A crime reporter unravels tale of Nugan Hand Bank scandals

The Crimes of Patriots: A True Tale of Dope, Dirty Money, and the CIA, by Jonathan Kwitny. New York: W.W. Norton. 424 pp. $19.95. January 1980: The body of the 37-year-old Frank Nugan is found in his car - a presumed suicide - some distance from Sydney, Australia. Nugan and Michael Hand, a 39-year-old American (and highly decorated Green Beret in Vietnam), are the co-owners of the Nugan Hand Bank. It rose from nowhere in the mid-1970s to become an aggressive, well-publicized investing and money market enterprise, with its Sydney headquarters directing affiliates throughout Southeast Asia and elsewhere.

This empire quickly collapses with Nugan's death, as rumors spread of narcotics and arms dealing, currency laundering and smuggling, outright embezzlement - and close CIA involvement. Many small investors, attracted by promises of big returns, lose everything; the insiders, sales staff, and others do not. As several investigations begin in Australia, the international financial and political personages, and the retired American generals and admirals whose reputation and contacts had helped the bank enormously, all run for cover; Michael Hand disappears and still remains a fugitive from justice.

Jonathan Kwitny, a veteran investigative reporter with the Wall Street Journal, tells this story with dash, much detail - often scattered, not always relevant - and angry condemnation of the Central Intelligence Agency and anyone close to it. This is full-blooded muckraking, and certainly Kwitny relates some good horror stories.

A Nugan Hand branch in the Thai opium-producing country, for example, abutted the office of the American Drug Enforcement Administration - and even shared a receptionist with it. Important American companies in Saudi Arabia backed Nugan Hand's aggressive sales there to American workers; big investment money was raked in, sometimes being carried away in plastic garbage bags, much of it disappearing forever.
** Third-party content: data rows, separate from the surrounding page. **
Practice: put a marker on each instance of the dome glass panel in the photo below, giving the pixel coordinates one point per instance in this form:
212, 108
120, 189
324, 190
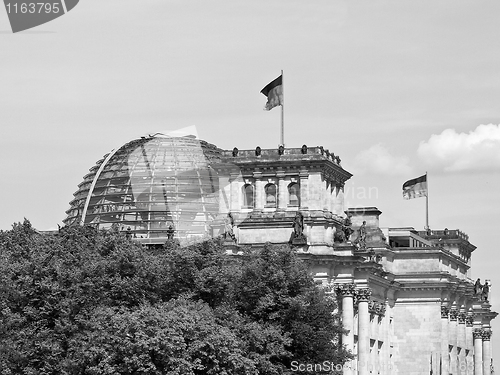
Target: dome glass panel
150, 184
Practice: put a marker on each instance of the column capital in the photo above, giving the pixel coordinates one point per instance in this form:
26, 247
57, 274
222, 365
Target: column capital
363, 294
462, 317
453, 315
469, 320
444, 312
478, 333
486, 334
345, 289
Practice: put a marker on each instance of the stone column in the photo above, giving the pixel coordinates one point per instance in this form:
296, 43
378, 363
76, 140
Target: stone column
444, 340
461, 341
304, 189
478, 351
259, 195
486, 335
469, 344
282, 193
452, 336
363, 331
235, 193
346, 293
338, 205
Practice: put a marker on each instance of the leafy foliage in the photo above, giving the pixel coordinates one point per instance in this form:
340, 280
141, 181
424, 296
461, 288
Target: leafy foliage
94, 302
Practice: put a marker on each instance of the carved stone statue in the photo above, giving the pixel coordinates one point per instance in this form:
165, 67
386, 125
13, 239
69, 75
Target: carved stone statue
298, 237
485, 291
346, 227
478, 288
298, 225
170, 232
362, 236
228, 227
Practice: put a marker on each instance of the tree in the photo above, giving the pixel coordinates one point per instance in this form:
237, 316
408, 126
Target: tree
94, 302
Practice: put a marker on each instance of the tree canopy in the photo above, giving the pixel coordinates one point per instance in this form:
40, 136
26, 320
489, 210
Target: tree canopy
94, 302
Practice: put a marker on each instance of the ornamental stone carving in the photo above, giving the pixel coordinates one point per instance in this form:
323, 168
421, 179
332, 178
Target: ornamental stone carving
486, 335
469, 320
382, 309
477, 333
371, 307
453, 315
363, 294
462, 317
345, 290
444, 312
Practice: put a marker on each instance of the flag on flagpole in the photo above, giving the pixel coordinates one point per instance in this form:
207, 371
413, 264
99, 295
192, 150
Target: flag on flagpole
274, 93
415, 188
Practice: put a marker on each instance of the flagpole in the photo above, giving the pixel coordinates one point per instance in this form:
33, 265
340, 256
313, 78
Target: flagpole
427, 204
282, 109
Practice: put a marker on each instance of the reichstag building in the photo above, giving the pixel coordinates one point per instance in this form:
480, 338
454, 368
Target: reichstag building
405, 296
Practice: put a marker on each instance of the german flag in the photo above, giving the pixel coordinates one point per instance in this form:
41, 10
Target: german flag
274, 93
415, 188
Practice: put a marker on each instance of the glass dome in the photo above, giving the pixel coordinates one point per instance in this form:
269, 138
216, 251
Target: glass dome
150, 184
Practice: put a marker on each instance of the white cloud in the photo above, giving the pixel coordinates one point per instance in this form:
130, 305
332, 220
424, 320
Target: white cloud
478, 150
378, 160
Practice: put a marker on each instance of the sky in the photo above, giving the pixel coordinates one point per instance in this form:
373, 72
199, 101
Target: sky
396, 88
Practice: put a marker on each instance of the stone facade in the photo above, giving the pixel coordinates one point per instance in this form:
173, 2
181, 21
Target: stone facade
405, 296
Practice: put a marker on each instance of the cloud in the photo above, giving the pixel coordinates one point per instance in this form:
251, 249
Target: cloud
378, 160
479, 150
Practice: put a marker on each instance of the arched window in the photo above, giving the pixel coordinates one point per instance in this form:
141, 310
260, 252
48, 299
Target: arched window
248, 194
293, 194
270, 190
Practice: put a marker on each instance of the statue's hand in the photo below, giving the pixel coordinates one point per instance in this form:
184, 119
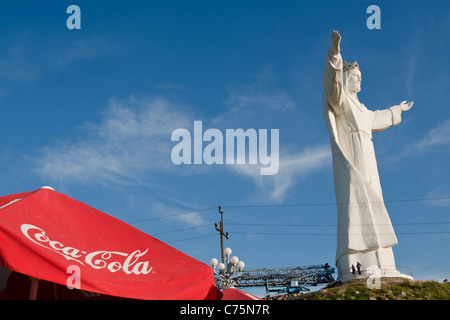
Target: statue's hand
405, 106
335, 42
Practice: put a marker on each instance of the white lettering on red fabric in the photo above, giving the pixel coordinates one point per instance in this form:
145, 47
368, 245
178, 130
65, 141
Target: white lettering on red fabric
112, 261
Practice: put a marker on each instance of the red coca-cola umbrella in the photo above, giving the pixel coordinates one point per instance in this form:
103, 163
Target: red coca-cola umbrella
50, 237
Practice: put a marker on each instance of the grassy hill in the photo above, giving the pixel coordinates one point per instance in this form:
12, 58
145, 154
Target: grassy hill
390, 289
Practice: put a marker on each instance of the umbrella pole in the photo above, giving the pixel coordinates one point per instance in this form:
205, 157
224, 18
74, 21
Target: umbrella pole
33, 288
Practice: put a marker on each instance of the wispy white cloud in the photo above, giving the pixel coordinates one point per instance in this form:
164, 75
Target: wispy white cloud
293, 167
439, 135
132, 138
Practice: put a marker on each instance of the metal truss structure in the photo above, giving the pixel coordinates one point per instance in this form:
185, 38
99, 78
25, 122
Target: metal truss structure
285, 280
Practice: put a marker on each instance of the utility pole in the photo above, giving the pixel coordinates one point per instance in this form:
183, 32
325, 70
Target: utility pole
222, 234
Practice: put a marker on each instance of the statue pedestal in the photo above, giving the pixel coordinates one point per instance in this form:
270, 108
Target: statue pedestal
379, 263
379, 274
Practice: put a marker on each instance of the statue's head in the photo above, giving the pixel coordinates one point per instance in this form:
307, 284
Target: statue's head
352, 77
In 1979, Nugan Hand hoped to gain United Nations money to settle Indochinese refugees in the Turks and Caicos Islands, seen as ideal Caribbean transshipment points on the narcotics routes from South America.

The official investigations after 1980 (which Kwitny uses heavily, but without offering page or even title citations) provide evidence, according to Kwitny, that the Nugan Hand hard core - none of whom have been prosecuted - were in effect pirates wielding briefcases rather than cutlasses and exploiting the incredible negligence and foolishness of both clients and businessmen.

Kwitny's real target, however, is not Nugan Hand but the CIA and an alleged military-intelligence-big business cabal that he sees as a virtual secret government, fueled by anticommunism, personal greed, and lust for power as it manipulates American policy in the third world. Kwitny first advanced this populist and conspiratorial interpretation in ``Endless Enemies'' (1986), an impassioned, black-and-white account of CIA operations. Having begun as a crime reporter writing about the Mafia and other conspiracies, Kwitny remains a crime reporter at heart. His concern is not with long-term forces, let alone ideas and attitudes, but with illegal business relations, associations, ``connections,'' as crucial to politics. Who said, ``Behind every great fortune stands a crime''? Kwitny doubtless would agree.

The Iran-contra affair certainly proves the importance of conspiracies. But are they decisive? What of Congress, the media, the bureaucracy, the voters, all the teeming complexity that Kwitny ignores? And what of ideas, attitudes, historical memories, and not least the messianic anticommunism that many grass-roots Americans embrace? Investigative journalism, with its lists of interviews and highly selective deployment of documents, may work in a criminal situation such as Watergate, but it lacks the intellectual hardware for more complex issues.

So Kwitny is good on Nugan Hand itself and provides convincing, though entirely circumstantial, evidence of its close association with the CIA: Covert operations require cash, which a bank can move and launder. And the agency's glamour attracts to it the political-military underworld, which, like the mercenary bands that infested Central Europe after the Thirty Years' War, has emerged from the wars and quasi-wars of recent decades. Naturally, Nugan Hand would receive favors and a certain toleration in return.

There are two ways of assessing Kwitny's book. One follows Oliver North, but from a leftist perspective: The end justifies the means, anything that shows up CIA dirty work should be applauded, and let's not be pedantic about flaws in the manuscript.

The other way says that pursuing truth requires self-discipline and a rigorous methodology in which sources are cited, evidence is assessed, and the focus remains sharp and tight: Use the rapier, not the bludgeon.

To be slipshod and superficial, no matter how worthy the goal, is to uphold politics over truth, and thus to corrupt both.

Leonard Bushkoff reviews books on history and politics for the Monitor.